Not only can your doctor help you find relief from discomfort, more importantly, he or she will also determine whether your symptoms are caused by hemorrhoids or by a number of other, potentially serious problems that cause the same or similar symptoms. These include anal fissures and fistulae, polyps, skin tags, pruritis, Crohn's disease, Irritable Bowel Syndrome (IBS) or cancer.
What are hemorrhoids?
Hemorrhoids are swollen veins in the anal canal. These veins normally provide cushioning during bowel movements and may swell after repeated lifting, straining, constipation, passing hard stools, diarrhea, or pregnancy. Hemorrhoids aren't life-threatening but they can be painful, and if swelling persists the veins may become permanently stretched ("prolapsed").
Are there different kinds of hemorrhoids?
There are two kinds of hemorrhoids: internal and external. The dentate line along the circular anus muscle divides the interior nerve canal, which has no nerve endings, from the anal opening and exterior areas, which do have nerve endings. Hemorrhoids that form in the anal canal are thus called internal hemorrhoids, while those outside the anal opening are called external hemorrhoids. External hemorrhoids are typically more uncomfortable at first because there are nerves present in the area where they form. However, internal hemorrhoids often swell beyond the dentate line, causing pain and other problems.
What are the symptoms?
Hemorrhoid symptoms vary in type and severity depending on such factors as a person's age, anatomy and heredity and duration of the problem. The most common symptoms are bleeding, itching, burning, discomfort during bowel movements, and the feeling of fullness or of a mass in or on the anus.
How are hemorrhoids treated?
Hemorrhoids should only be treated if they are painful or cause complications. To choose an appropriate treatment, the cause or causes need to be determined. Making changes to diet and fluid intake, toilet habits and exercise can relieve symptoms and prevent recurrence of the problem. Relief can also be found by treating related problems that irritate the hemorrhoid and affected areas (such as diarrhea and constipation).
Beyond this, treatment depends on the type and severity of the hemorrhoid as well as how it has responded to any previous treatment. Hemorrhoids are divided into four grades or stages depending their history.

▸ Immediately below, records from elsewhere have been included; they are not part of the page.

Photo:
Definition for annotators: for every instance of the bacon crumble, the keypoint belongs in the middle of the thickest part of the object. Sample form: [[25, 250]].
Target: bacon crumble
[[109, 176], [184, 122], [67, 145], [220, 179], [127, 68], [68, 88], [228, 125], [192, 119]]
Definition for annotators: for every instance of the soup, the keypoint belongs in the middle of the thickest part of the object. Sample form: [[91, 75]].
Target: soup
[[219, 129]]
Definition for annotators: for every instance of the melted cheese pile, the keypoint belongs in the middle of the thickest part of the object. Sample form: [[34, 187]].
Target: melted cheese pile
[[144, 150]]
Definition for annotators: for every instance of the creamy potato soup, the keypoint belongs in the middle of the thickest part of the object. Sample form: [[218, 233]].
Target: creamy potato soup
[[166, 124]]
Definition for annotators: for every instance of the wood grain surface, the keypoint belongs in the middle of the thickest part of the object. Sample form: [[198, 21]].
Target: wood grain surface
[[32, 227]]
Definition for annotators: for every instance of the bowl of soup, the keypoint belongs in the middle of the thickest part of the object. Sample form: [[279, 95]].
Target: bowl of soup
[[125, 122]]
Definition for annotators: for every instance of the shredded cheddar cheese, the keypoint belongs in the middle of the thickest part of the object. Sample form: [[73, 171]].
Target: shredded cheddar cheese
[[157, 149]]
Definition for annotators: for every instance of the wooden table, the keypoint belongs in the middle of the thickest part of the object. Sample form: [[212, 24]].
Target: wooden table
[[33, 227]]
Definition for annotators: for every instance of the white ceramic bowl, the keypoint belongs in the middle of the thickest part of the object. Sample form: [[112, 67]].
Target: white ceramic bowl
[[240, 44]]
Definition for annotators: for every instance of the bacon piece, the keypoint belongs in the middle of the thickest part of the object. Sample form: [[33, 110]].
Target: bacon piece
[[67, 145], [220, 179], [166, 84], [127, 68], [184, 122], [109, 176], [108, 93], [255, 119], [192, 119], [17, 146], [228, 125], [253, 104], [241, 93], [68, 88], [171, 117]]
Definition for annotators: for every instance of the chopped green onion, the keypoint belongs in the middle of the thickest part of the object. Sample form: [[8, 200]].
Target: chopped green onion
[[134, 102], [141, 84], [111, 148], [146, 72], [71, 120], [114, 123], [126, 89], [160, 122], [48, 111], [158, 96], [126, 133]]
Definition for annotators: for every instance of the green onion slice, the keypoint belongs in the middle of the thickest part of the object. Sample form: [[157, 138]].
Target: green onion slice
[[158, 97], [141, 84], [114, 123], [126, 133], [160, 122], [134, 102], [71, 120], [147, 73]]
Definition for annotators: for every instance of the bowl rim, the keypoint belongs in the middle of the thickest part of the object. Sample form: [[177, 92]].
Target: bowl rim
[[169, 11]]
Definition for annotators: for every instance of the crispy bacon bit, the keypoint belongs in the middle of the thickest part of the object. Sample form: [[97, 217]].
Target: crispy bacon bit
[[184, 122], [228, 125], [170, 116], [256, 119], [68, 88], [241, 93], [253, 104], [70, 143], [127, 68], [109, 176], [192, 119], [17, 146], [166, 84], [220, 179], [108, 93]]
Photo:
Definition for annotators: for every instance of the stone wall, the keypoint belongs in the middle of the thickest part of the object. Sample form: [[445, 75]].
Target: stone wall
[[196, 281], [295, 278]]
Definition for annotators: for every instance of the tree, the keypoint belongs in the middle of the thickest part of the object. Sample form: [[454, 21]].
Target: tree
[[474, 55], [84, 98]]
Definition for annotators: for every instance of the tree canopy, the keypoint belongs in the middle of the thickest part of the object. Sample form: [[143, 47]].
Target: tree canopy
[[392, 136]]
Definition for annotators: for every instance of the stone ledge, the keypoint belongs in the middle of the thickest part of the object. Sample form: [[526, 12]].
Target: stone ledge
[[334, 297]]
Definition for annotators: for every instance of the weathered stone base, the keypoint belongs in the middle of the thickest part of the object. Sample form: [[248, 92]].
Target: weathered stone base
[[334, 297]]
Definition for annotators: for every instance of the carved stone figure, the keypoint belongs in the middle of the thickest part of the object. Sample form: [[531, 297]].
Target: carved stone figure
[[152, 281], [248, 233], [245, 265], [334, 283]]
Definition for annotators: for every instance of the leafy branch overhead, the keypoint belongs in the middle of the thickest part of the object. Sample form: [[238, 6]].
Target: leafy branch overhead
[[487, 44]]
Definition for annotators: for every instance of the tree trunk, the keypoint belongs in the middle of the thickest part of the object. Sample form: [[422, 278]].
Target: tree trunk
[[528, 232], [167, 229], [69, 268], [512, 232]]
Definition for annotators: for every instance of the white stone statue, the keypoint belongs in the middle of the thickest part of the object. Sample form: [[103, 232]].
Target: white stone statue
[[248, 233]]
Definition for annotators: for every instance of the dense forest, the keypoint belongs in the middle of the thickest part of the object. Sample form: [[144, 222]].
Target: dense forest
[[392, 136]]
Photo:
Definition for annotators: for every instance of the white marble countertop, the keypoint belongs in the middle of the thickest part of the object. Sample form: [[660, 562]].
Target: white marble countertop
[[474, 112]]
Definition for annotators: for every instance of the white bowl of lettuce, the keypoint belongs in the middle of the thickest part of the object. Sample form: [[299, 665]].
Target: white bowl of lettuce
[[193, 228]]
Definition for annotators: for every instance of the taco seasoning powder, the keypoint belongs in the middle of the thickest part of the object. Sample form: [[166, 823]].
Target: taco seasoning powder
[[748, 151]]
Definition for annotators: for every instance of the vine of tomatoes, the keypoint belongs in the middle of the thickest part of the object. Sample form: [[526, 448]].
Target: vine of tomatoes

Grade I and II hemorrhoids are usually treated non-surgically, while Grades III and IV are more likely to require surgical correction.
- Rubber Band Ligation (RBL) – An elastic band is wrapped around the hemorrhoid, cutting off blood supply and causing the tissue to die and drop off. External hemorrhoids and early-stage internal hemorrhoids can be treated with RBL.
- Infrared Photocoagulation (IPC) or Electrocoagulation – The hemorrhoid is exposed to a warm, painless infrared light or electrical current over a series of treatment sessions.
- Injection Sclerotherapy – A sclerosing solution injected into the blood vessels causes the hemorrhoids to shrink.
- Surgical Hemorrhoidectomy – Surgery is usually reserved for very advanced cases with a large amount of protrusion. The hemorrhoid is removed with a scalpel, cautery device or laser (which causes less pain and shortens recovery time). Local or general anesthesia may be used and hospitalization is usually required, with recovery taking up to two weeks or a month.
- Stapled Hemorrhoidectomy – This recently introduced procedure involves the insertion of a circular stapler into the rectum that pushes internal and external hemorrhoids and surrounding tissue up into the anal canal and staples them in place, cutting off blood supply.